Strict surrogacy law bans financial gain
Thai nationals eligible to apply for board approval for assisted pregnancies in cases related to medical conditions.
TO PROTECT children born via surrogates and prevent problems similar to those that have made recent headlines, authorities have set up strict rules for couples who wished to have a child via surrogacy due to difficulty conceiving a child naturally, and those wishing to provide that service.
Since the Technologically Assisted Reproductive Medicine Surrogate Children Protection Act 2015 has been in effect, the approval committee has approved 149 couples out of 157 surrogacy applications.
All parties involvedwere required to abide by strict rules to ensure the procedures were legal and not for commercial gain.
“Before this law was put in effect, Thailand was known as a hub for unregulated commercial surrogacy, resulting in problems such as the case of baby Carmen whose biological foreign father had a court dispute for parental rights with the Thai surrogate mother,” said director Arkhom Praditsuwan of the Department of Health Service Supports’ Bureau of Sanatorium and Arts of Healing.
A legal surrogacy requires a qualified couple, surrogate mother, doctor and medical facility, Arkhom said.
The applicant couple must be legally married, and at least one of them must be a Thai national. If only one partner is a Thai national, the couple must have been legally married for at least three years.
The surrogate mother must be the couple’s blood relative but not the couple’s parent or child, Arkhom said. The surrogate must be physically and mentally healthy, 20 to 40 years old, of the same nationality as one spouse, already have her own children (up to three children via natural birth or one child via caesarean section) and have her husband’s consent if she is married.
There are 75 authorised medical facilities to provide technologically assisted reproductive medical services – of which 49 are in Bangkok, with the rest in Pathum Thani, Samut Sakhon, Chiang Mai, Chiang Rai, Phitsanulok, Nakhon Nayok, Chon Buri, Khon Kaen, Nakhon Ratchasima, Udon Thani, Nakhon Si Thammarat, Phuket and Songkhla. Arkhom said the doctor who provided the service must be a gynaecologist with certified expertise in reproductive medicine.
“The approval is up to the Committee for Technologically Assisted Reproductive Medicine Surrogate Children’s Protection, which will ensure legality and prevent it from being for commercial gain,” he said.
Applications will be approved on a case-by-case basis and the facility must report updates and results for each surrogacy case to the committee, he added.
The newborn will be the couple’s legal child, but if the parents of the foetus die before the birth, the law allows the surrogate mother to be the child’s temporary guardian until an appropriate guardian was assigned by the court, Arkhom said.
The couple cannot refuse to accept the surrogate child and must notify authorities of the child’s birth under the regulations for children born under technologically assisted reproductive medicine.
The abortion of a surrogacy pregnancy requires consent from both the couple and the surrogate mother, said Dr Krieng Asawarungnirun, a member of the Medical Council.
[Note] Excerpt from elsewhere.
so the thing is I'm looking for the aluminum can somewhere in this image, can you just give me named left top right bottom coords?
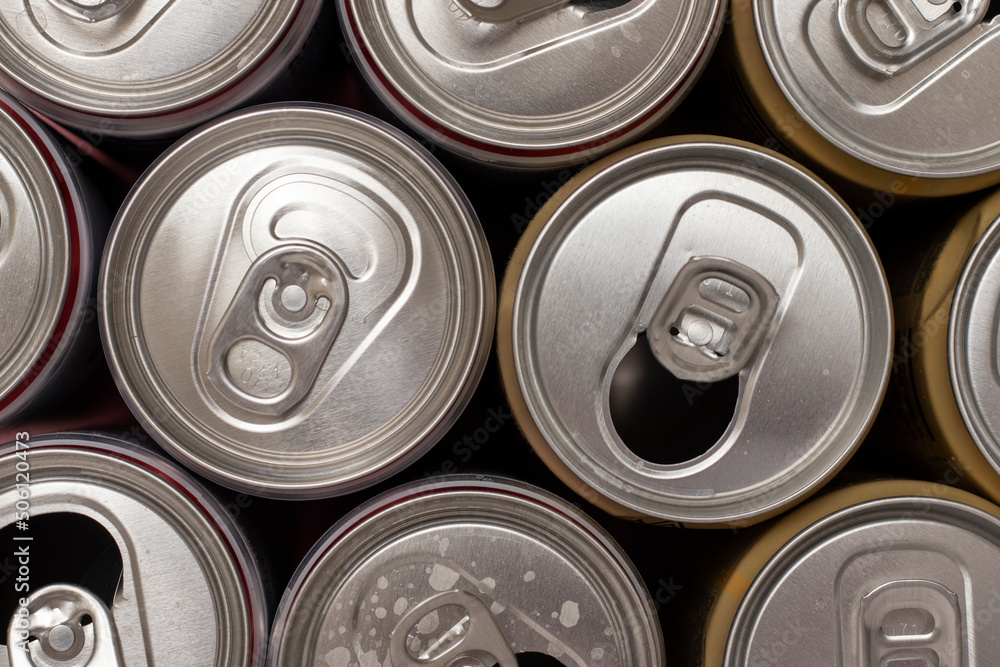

If the surrogate mother refuses consent, the abortion cannot be performed and her agreement with the couple would end. The surrogate mother would then be responsible for the child, but is not obligated to repay pregnancy-related expenses to the couple.
“The council only allows abortion under two key conditions: A necessity due to the surrogate mother’s severe physical or mental problem or as a necessity due to the foetus’s high risk of disability or a severe generic disorder. Such cited conditions must be examined and confirmed by at least two medical experts with the same diagnosis,” Krieng added.
Dr Supakdee Julvijitpong, chair of a reproductive medicine sub-committee under the Royal Thai College of Obstetricians and Gynaecologists (RTCOG), said 70 per cent of the qualified facilities were privately run.
The public-sector facilities are hospitals under medical schools or large hospitals.
With RTCOG training in the field limited to only 15 doctors a year, only hundreds of qualified gynaecologists are available in Thailand.
The equipment is also imported, so services are expensive – about Bt70,000 for a medical school’s hospital or Bt200,000 to Bt300,000 for a private facility. The same service in the United States was two to three times more expensive than in Thailand.
As it is heading towards an “ageing society”, Thailand had a rather low birth rate, Supakdee said, while urging the government to implement child-promoting measures. He said the government should ensure that couples having difficulty conceiving their own child had better access to technologically assisted reproductive medicine.
That could be done through lowering the price, making more facilities available and creating tax incentives, he said.